With this in mind, "healthy eating" takes on a very different meaning. Its one thing to understand the built-in failure of a concept and how it leaves a large swath of the population vulnerable to ineffective solutions and, even more concerning, disordered eating and obesity. It's another to realize that this same group of people base their identity on their relationship with food. In fact, even the fact that the term "relationship with food" has entered the lexicon reveals how intertwined food obsession and identity are. For many, the relationship with food supplants relationships with people.
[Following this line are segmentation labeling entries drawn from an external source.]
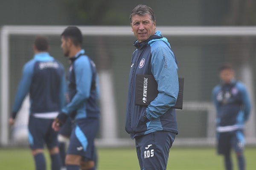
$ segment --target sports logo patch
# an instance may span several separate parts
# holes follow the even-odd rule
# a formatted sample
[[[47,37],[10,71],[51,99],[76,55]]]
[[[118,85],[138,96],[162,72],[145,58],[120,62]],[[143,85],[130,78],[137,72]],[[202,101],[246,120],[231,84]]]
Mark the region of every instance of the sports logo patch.
[[[139,65],[139,68],[141,69],[144,66],[145,64],[145,59],[144,58],[143,58],[141,59],[140,61],[140,65]]]

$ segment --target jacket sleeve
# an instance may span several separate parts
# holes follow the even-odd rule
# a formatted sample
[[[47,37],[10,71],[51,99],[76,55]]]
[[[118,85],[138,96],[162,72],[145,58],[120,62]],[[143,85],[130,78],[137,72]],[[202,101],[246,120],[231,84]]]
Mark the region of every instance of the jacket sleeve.
[[[29,91],[33,72],[34,62],[31,61],[23,68],[21,79],[19,84],[12,107],[12,117],[15,118],[17,113],[20,108],[23,100]]]
[[[217,101],[217,92],[220,89],[219,86],[217,86],[214,87],[212,89],[212,102],[213,102],[213,104],[215,107],[215,108],[216,109],[216,112],[218,112],[219,111],[219,104]]]
[[[251,109],[251,105],[248,93],[244,86],[239,83],[239,89],[241,92],[242,102],[243,103],[243,109],[244,111],[244,121],[246,121],[249,118],[250,112]]]
[[[79,108],[80,104],[89,98],[92,79],[90,61],[87,57],[80,57],[76,60],[74,68],[77,92],[70,102],[61,110],[68,115]]]
[[[67,83],[65,74],[63,71],[63,75],[61,77],[61,86],[60,87],[59,92],[59,101],[60,101],[60,110],[64,107],[66,103],[65,93],[67,92]]]
[[[149,120],[157,118],[176,104],[179,92],[178,67],[172,52],[167,46],[152,51],[151,72],[157,83],[159,93],[145,110]]]

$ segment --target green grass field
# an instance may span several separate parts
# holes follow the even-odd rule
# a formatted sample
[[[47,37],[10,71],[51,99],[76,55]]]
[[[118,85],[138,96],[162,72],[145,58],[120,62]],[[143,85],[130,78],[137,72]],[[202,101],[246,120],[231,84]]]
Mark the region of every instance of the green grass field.
[[[99,170],[139,170],[134,148],[99,148]],[[256,167],[256,147],[247,147],[245,151],[247,170]],[[237,170],[235,156],[233,156],[234,170]],[[46,156],[48,170],[49,157]],[[34,162],[28,149],[0,148],[0,170],[33,170]],[[179,148],[171,149],[167,170],[223,170],[222,158],[213,148]]]

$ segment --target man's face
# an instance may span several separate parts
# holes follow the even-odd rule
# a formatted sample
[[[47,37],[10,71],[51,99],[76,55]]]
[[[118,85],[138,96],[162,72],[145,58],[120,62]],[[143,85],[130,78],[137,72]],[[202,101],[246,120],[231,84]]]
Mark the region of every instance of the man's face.
[[[68,39],[66,40],[63,37],[61,37],[61,48],[62,49],[63,54],[66,57],[68,57],[70,54],[70,50],[68,42]]]
[[[131,31],[139,43],[145,41],[155,33],[156,22],[150,18],[150,15],[136,14],[132,17]]]
[[[235,76],[235,73],[232,69],[225,69],[220,72],[220,78],[225,83],[229,84],[231,82],[231,81]]]

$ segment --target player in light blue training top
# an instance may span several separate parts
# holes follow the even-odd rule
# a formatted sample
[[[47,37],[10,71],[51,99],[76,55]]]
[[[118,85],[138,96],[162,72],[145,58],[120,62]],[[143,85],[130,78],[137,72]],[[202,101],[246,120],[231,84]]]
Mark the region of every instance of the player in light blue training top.
[[[37,37],[34,45],[34,58],[24,66],[9,119],[10,124],[13,124],[17,113],[29,94],[29,141],[36,170],[46,170],[43,150],[45,144],[50,153],[52,170],[59,170],[61,165],[58,134],[51,125],[64,106],[66,82],[63,66],[49,55],[48,50],[47,38]]]
[[[218,151],[224,156],[226,169],[231,170],[231,151],[234,150],[239,169],[244,170],[244,124],[249,118],[250,104],[244,86],[236,80],[230,65],[221,66],[219,70],[221,82],[212,90],[212,100],[217,111]]]
[[[61,34],[61,48],[71,61],[68,75],[70,102],[52,124],[59,130],[69,116],[72,130],[67,152],[67,170],[96,170],[97,155],[94,139],[99,126],[98,75],[95,65],[81,49],[82,34],[69,26]]]

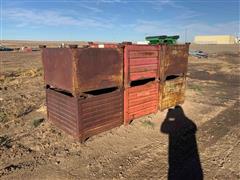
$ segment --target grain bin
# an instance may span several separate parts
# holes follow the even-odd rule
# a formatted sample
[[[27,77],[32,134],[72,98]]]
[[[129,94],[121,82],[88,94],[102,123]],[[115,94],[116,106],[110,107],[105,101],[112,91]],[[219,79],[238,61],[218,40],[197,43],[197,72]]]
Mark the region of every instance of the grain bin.
[[[123,86],[121,48],[44,48],[45,83],[75,97],[92,90]]]
[[[47,116],[58,128],[83,142],[123,124],[123,91],[91,91],[81,98],[47,88]]]

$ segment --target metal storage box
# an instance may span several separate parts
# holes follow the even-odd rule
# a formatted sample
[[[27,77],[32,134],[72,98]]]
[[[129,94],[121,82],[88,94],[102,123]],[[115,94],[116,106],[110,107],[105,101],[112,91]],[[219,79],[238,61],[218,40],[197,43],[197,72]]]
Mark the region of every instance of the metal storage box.
[[[159,83],[129,87],[124,90],[124,124],[158,110]]]
[[[160,80],[187,73],[189,43],[160,46]]]
[[[131,81],[158,78],[158,45],[124,45],[124,86]]]
[[[96,96],[95,91],[82,98],[50,88],[46,93],[48,119],[80,141],[123,124],[123,91],[120,89],[111,88]]]
[[[164,110],[182,104],[185,99],[186,76],[161,82],[159,88],[159,109]]]
[[[123,86],[123,56],[118,48],[44,48],[45,83],[79,96]]]

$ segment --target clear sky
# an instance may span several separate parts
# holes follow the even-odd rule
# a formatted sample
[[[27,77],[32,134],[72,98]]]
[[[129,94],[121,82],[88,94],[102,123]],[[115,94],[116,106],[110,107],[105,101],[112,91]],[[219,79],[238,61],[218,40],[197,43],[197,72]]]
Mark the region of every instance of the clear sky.
[[[239,0],[0,0],[1,39],[142,41],[239,35]],[[186,37],[185,37],[186,35]]]

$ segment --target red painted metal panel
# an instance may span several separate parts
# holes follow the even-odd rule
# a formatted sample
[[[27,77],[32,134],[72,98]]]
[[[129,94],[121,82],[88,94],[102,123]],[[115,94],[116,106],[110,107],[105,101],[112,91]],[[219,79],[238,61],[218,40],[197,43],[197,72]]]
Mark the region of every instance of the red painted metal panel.
[[[124,124],[133,119],[155,113],[158,109],[159,83],[153,81],[124,90]]]
[[[122,48],[44,48],[45,83],[80,96],[123,86]]]
[[[124,45],[124,85],[131,81],[159,77],[158,45]]]
[[[160,79],[164,81],[170,75],[187,73],[189,43],[161,45]]]
[[[53,89],[46,92],[48,119],[80,141],[123,124],[120,89],[80,99]]]

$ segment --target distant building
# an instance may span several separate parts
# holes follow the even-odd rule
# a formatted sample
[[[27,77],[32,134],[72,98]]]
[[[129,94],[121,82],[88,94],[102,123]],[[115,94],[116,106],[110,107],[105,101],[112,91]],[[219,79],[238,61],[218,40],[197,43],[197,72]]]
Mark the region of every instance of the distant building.
[[[194,43],[196,44],[235,44],[236,38],[231,35],[195,36]]]

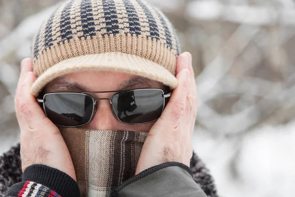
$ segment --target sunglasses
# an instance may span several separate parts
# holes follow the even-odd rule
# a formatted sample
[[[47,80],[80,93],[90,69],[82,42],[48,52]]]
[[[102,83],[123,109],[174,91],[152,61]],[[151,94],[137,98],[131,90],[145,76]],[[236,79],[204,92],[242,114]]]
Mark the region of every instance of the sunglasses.
[[[95,99],[88,94],[115,93],[111,98]],[[157,120],[163,113],[165,94],[159,89],[142,89],[123,91],[59,92],[45,94],[37,101],[43,103],[46,116],[56,125],[81,127],[88,124],[95,113],[96,101],[109,100],[113,114],[121,122],[130,125],[148,123]]]

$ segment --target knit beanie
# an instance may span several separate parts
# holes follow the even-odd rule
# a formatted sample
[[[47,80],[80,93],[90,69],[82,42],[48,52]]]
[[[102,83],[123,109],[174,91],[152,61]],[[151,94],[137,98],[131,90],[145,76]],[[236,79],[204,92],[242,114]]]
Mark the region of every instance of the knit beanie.
[[[55,78],[72,72],[124,72],[177,85],[180,53],[173,26],[143,0],[71,0],[39,30],[32,46],[37,96]]]

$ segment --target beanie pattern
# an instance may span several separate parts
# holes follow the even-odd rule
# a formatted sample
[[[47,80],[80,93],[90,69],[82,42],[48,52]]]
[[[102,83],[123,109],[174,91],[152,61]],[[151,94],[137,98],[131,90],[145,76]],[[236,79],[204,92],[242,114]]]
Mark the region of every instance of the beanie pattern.
[[[114,52],[147,59],[174,75],[180,52],[171,23],[143,0],[69,0],[43,23],[32,49],[37,77],[65,60]],[[161,82],[176,85],[175,81]]]

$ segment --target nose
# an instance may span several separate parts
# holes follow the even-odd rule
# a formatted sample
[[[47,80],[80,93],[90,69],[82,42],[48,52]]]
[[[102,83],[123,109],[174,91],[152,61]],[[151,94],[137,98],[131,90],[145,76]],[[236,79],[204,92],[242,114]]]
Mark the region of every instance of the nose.
[[[121,130],[124,124],[114,115],[110,99],[95,100],[96,111],[92,119],[86,127],[92,130]]]

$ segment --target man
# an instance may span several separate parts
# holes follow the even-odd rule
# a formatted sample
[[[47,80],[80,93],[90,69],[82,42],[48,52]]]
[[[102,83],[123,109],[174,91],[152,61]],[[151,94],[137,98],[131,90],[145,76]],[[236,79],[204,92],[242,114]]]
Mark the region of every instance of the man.
[[[22,180],[6,196],[217,196],[191,161],[192,57],[162,12],[141,0],[69,0],[32,54],[15,99]]]

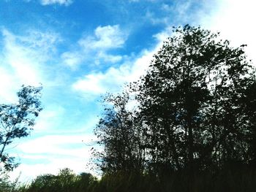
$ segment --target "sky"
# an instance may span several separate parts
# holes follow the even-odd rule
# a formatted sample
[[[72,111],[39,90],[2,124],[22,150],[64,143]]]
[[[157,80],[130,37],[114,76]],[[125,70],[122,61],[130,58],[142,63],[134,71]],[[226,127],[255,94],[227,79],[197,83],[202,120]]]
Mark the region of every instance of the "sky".
[[[31,134],[7,150],[29,181],[89,164],[101,96],[145,74],[172,26],[219,31],[256,61],[256,2],[250,0],[0,0],[0,103],[42,83],[43,111]]]

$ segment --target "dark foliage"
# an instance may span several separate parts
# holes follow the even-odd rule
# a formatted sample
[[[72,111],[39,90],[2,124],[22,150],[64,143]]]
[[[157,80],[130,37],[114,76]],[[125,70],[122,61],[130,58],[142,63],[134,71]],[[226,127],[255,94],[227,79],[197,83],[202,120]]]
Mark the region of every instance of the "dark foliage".
[[[5,150],[15,139],[29,134],[35,118],[42,110],[39,100],[41,89],[22,86],[18,92],[18,104],[0,104],[0,172],[17,166],[14,157],[10,157]]]
[[[189,178],[255,162],[255,69],[234,48],[200,27],[174,28],[130,93],[107,96],[95,134],[105,174]],[[130,96],[137,101],[133,110]],[[112,104],[112,105],[111,105]]]

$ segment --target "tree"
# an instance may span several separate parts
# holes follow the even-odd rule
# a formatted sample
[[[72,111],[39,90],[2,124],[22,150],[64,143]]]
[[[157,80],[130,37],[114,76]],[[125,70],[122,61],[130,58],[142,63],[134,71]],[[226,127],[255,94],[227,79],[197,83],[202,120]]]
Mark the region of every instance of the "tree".
[[[244,45],[231,47],[219,34],[188,25],[173,32],[131,86],[148,126],[151,167],[192,174],[249,161],[246,138],[255,123],[247,104],[256,81]]]
[[[107,95],[105,108],[94,133],[102,153],[95,153],[99,158],[100,168],[105,173],[140,172],[143,169],[145,153],[142,147],[142,135],[135,111],[127,107],[131,101],[129,93]]]
[[[39,101],[42,87],[23,85],[18,92],[18,102],[0,104],[0,169],[12,170],[17,164],[5,152],[15,139],[27,137],[42,110]]]

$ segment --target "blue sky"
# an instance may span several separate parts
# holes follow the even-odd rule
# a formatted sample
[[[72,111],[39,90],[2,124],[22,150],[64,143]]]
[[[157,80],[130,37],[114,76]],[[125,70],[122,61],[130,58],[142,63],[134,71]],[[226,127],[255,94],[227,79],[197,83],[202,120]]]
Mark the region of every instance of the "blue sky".
[[[31,135],[8,152],[28,180],[87,166],[106,92],[145,73],[173,26],[220,31],[256,57],[250,0],[0,0],[0,103],[21,85],[42,84],[44,110]]]

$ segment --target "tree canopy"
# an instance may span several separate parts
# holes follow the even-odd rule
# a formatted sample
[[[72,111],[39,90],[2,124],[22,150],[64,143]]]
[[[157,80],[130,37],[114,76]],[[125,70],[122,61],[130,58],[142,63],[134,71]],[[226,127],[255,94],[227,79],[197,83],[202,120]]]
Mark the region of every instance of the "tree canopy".
[[[27,137],[42,110],[39,101],[42,87],[23,85],[18,92],[17,104],[0,104],[0,172],[17,166],[6,147],[18,138]]]
[[[129,171],[192,174],[254,164],[256,78],[244,46],[200,27],[173,28],[130,93],[111,96],[113,108],[95,130],[105,146],[103,170],[132,164]],[[138,104],[128,112],[131,94]]]

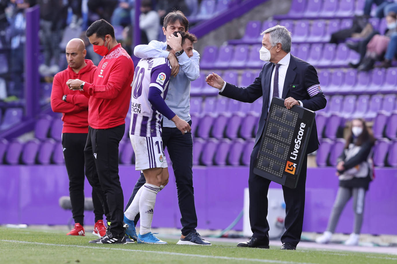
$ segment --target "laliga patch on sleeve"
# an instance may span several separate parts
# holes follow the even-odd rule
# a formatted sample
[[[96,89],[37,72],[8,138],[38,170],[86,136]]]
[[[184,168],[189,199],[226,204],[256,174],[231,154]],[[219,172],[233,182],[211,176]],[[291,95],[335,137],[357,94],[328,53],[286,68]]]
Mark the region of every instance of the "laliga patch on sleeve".
[[[156,80],[156,82],[158,82],[162,85],[164,84],[164,82],[166,80],[166,74],[164,73],[160,73],[159,74],[158,76],[157,76],[157,78]]]

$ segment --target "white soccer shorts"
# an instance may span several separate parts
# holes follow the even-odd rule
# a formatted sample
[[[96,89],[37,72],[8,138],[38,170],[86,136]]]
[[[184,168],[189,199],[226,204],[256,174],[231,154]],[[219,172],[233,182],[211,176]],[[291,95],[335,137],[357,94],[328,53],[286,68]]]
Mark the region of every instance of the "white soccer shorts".
[[[168,166],[163,151],[161,137],[141,137],[130,134],[129,139],[135,153],[136,170]]]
On first glance, a life predicated on the basis of food, eating and weight doesn't seem wasteful. A basic fact of human existence, food represents survival and sustenance, culture and tradition, creativity and unity. A life that celebrates the pleasures, and at times the burdens, of food in society may just balance the intellectual and emotional facets of food with the basic concept of what it means to be human. But that's not the identity "healthy eating" propagates. The substance of daily existence becomes a preoccupation with the timing, ingredients and setting of every meal and snack. Inspecting and memorizing the nutritional information of every morsel of food is a daily ritual. Each meal is the central focus of every moment and engenders the most intense emotions of the day: guilt, shame, elation. Every meal at a restaurant leads to hours or days of worry; every holiday feels like an impending catastrophe. The joys of life are slowly taken away and replaced with the obsession with food, weight and healthy eating. Work, family and play all recede into the distance. "Healthy eating" in and of itself is the primary focus, the core of identity, all caused by the innate human reaction to a world of plentiful food.